US Secretary of Defense Chuck Hagel on Monday visited Pakistan to meet with Prime Minister Nawaz Sharif and other officials. His visit, the first by a US Secretary of Defense in 4 years, aims to soothe tensions over US drone strikes and raise cooperation regarding Afghanistan.
During their meeting, Hagel and Sharif vowed to work together to strengthen their countries’ relationships which have been strained over US drone strikes on terrorists. Pakistan has criticized the strikes as jeopardizing peace talks with Pakistani Taliban to end its six year insurgency that has left thousands dead.
On November 3, the US Ambassador was summoned by the Pakistani government regarding two drone attacks that killed Pakistani Taliban leader Hakimullah Mehsud along with four other suspected terrorists. Mehsud at the time had a $5 million bounty on his head from the US government.

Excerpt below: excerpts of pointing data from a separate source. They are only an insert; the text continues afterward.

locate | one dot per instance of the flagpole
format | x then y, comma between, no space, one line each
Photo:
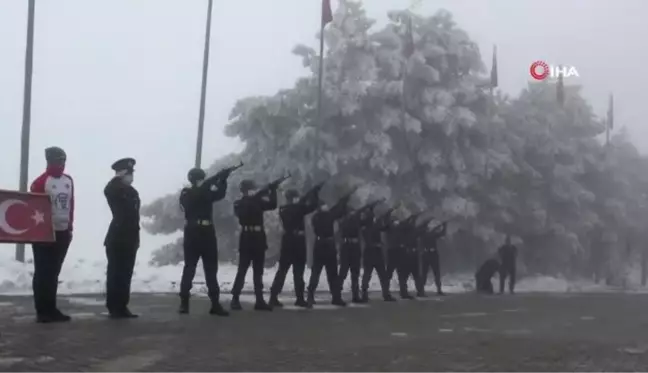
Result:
26,126
203,89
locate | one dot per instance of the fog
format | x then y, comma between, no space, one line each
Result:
122,78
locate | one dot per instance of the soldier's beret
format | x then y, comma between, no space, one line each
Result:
54,153
124,164
291,193
247,185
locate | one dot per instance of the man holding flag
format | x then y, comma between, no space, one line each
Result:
49,256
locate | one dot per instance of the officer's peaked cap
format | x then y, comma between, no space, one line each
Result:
247,185
54,153
196,174
291,193
124,164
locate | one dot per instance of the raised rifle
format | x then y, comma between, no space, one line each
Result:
273,185
225,173
312,192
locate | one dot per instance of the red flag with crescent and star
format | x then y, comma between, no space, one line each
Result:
25,217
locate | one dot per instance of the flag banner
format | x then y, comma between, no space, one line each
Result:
25,217
327,13
409,43
560,91
494,77
611,112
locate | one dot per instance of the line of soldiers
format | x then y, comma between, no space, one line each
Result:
411,251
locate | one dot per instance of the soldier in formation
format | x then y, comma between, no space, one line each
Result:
122,239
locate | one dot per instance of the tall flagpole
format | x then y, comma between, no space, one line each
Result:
24,139
203,90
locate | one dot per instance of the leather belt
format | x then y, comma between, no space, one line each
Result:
204,223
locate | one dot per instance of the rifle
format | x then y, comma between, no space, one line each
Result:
273,185
226,172
368,207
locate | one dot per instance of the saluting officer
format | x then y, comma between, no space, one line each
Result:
293,244
252,240
200,237
122,239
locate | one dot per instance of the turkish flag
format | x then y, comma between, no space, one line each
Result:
25,217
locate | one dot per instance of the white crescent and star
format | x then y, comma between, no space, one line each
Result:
38,217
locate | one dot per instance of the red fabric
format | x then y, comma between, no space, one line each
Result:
327,13
38,185
25,217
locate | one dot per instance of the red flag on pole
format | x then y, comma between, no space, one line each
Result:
409,42
327,13
25,217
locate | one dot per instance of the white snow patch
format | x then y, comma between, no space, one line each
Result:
80,276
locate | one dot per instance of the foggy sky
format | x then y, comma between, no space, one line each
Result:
118,78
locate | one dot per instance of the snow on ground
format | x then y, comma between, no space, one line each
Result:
87,276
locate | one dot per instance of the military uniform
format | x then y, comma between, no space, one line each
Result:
252,241
484,275
508,256
200,237
398,256
373,258
325,252
293,246
122,239
430,257
351,253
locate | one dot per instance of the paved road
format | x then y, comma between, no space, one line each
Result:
461,333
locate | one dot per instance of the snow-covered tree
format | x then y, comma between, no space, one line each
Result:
420,127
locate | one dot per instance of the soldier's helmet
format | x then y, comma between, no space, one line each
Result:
247,185
291,193
54,153
196,174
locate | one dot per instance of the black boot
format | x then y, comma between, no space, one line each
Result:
217,309
274,302
337,301
311,299
261,304
406,295
184,305
365,297
300,302
235,304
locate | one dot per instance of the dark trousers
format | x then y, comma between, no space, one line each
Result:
121,262
484,285
507,270
324,257
252,248
292,254
429,259
48,260
350,259
397,262
200,243
373,260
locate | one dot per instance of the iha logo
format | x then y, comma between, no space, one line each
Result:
541,70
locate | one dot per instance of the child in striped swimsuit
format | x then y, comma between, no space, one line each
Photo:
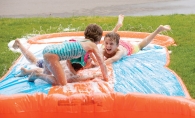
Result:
52,55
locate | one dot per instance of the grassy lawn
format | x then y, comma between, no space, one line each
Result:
182,56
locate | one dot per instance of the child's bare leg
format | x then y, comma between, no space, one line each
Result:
25,72
149,38
77,78
48,78
119,23
52,63
28,55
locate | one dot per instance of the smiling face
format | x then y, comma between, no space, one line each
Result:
110,45
111,42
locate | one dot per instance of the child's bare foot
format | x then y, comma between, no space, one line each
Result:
16,43
165,27
120,20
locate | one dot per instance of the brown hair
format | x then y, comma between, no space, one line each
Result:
93,32
113,36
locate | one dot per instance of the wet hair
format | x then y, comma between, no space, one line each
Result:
113,36
77,66
93,32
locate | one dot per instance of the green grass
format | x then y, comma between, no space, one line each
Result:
182,56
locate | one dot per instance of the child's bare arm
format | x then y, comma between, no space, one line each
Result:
101,63
116,57
69,64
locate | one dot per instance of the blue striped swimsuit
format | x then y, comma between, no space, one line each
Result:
67,50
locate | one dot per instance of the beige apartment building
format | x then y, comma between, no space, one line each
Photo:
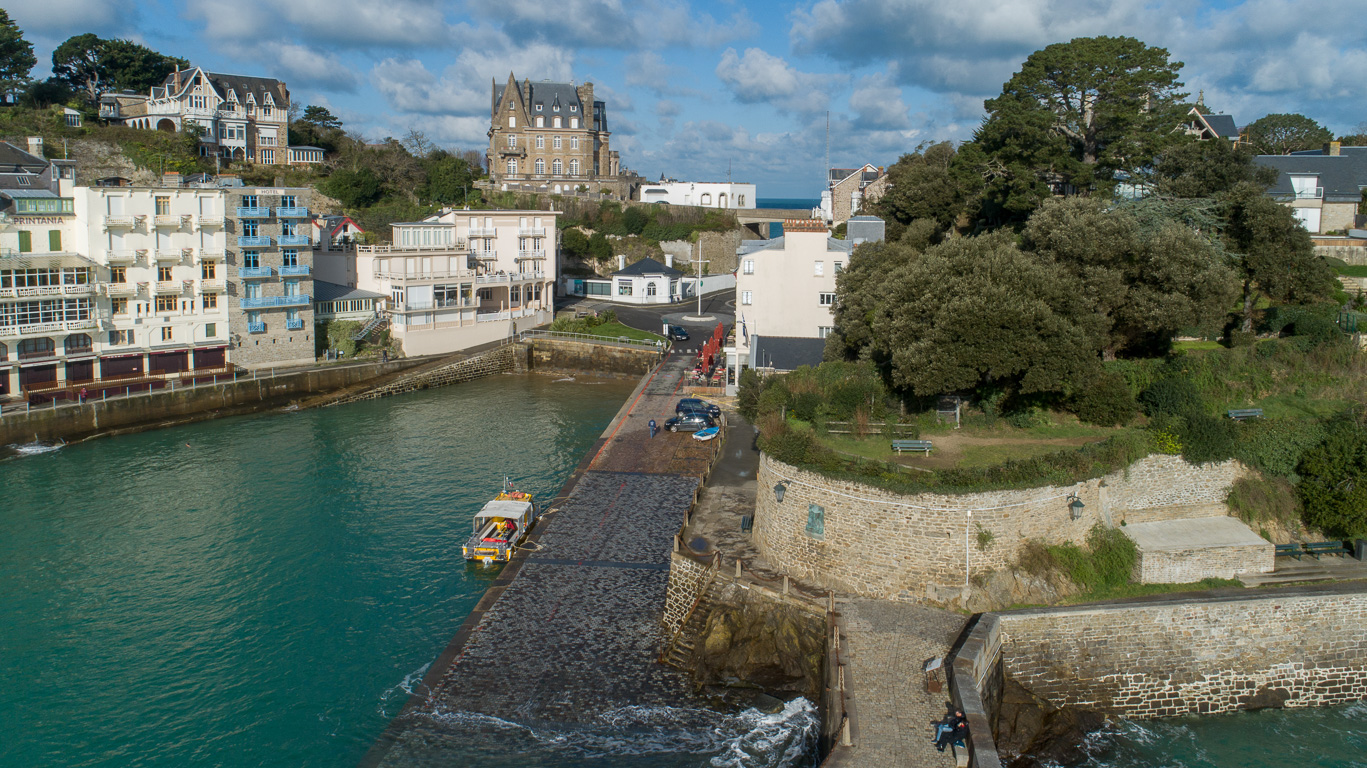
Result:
464,278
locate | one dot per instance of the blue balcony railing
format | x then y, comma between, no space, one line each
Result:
263,302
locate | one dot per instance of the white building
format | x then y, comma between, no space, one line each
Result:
703,194
464,278
785,294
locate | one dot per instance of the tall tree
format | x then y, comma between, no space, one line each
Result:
1080,112
1282,134
17,58
1271,253
93,66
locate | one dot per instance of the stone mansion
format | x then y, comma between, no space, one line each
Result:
550,137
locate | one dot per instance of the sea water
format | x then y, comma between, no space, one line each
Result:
267,591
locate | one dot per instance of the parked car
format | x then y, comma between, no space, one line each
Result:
697,405
691,421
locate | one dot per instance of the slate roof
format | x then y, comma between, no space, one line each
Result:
647,267
324,291
1343,176
785,353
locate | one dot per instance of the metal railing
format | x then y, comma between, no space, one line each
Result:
264,302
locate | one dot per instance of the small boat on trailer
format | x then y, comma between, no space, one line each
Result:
501,526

Furthermore, in late November a drone, apparently American, attacked an Islamic seminary where a leader of the Afghan Taliban-linked Haqqani terror network in Pakistan had visited just two days earlier. The strike left 5 dead, and came a day after Pakistan’s foreign policy chief said the US had promised to end drone attacks during the peace talks with the Taliban.
A senior US defense official told Al Jazeera prior to Hagel’s visit that “there is some friction in the relationship” with Pakistan, which Hagel wants to confront “head on” in bringing the two countries closer together.
The official added that Hagel intends “to deepen our defense partnership” with Pakistan and affirm continued US military assistance. Since July 2012 Pakistan has reportedly received around $1.2 billion in military aid from the US.
Meanwhile officials traveling with Hagel retracted a statement issued late Sunday saying NATO shipments out of Afghanistan through Pakistan would resume. The shipments had been cancelled due to anti-drone Pakistani protesters violently searching the shipments. Hagel’s official confirmed the shipments were still on hold.
The Pakistani route is the main one used by the US and NATO to withdraw its military equipment from Afghanistan in the massive pullout set to conclude by late 2014.
Hagel arrived in Pakistan after two days in Afghanistan. There he pressed President Hamid Karzai to sign a security agreement allowing US forces to stay in the country after 2014. In late November Karzai said he wants to delay the security deal, adding “my trust with America is not good. I don’t trust them and they don’t trust me.”